Defining Copyright Infringement

Copyright infringement is simply any infringement up on the rights of a copyright holder.Copyright law gives a copyright holder (usually the creator of the work )a set of work that they, and they alone can exploit it(save for exceptions such as fair use). Those rights include:
·                                 The right to reproduce (copy) a work.
·                                 The right to create derivative works based upon it.
·                                 The right to distribute copies of the work to the public.
·                                 The right to publicly display or perform the work.
This means a wide variety of activities can be copyright infringing including performing a copyrighted play without permission, writing an unauthorized sequel to a work or simply making copies of the work.
In short, copyright infringement is a very broad term, rooted in the law, that covers a wide range of unlawful activities that violate the rights (granted by the law) to copyright holders. 

Defining Plagiarism

But where copyright infringement is a construct of the law, plagiarism is a construct of ethics. Most broadly. Plagiarism is defined as the taking of the original works of the author and presenting as it is of your own. It is similar to the concept of passing of in trademarks.

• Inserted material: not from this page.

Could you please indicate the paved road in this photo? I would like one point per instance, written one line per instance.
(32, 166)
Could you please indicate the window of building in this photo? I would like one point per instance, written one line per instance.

The definition of “work” can include a variety of things including ideas, words, images, etc. Anything that is seen as an unethical and unattributed use of another’s original creation can be defined as plagiarism.
However, the definition of plagiarism is not always consistent. Different industries, for example, have different standards. A lawyer, for example, is held to different standards than a poet, which is different than a speechwriter and different from a musician.
Because of this, as with copyright infringement, many cases of plagiarism are divisive as to whether or not a violation was committed.

The Similarities

On the surface, plagiarism and copyright both have a great deal in common. Most things that can be plagiarized could be copyrighted. After all, most plagiarism deals with either creative or academic work and those types of works, typically, qualify for copyright protection when they are new.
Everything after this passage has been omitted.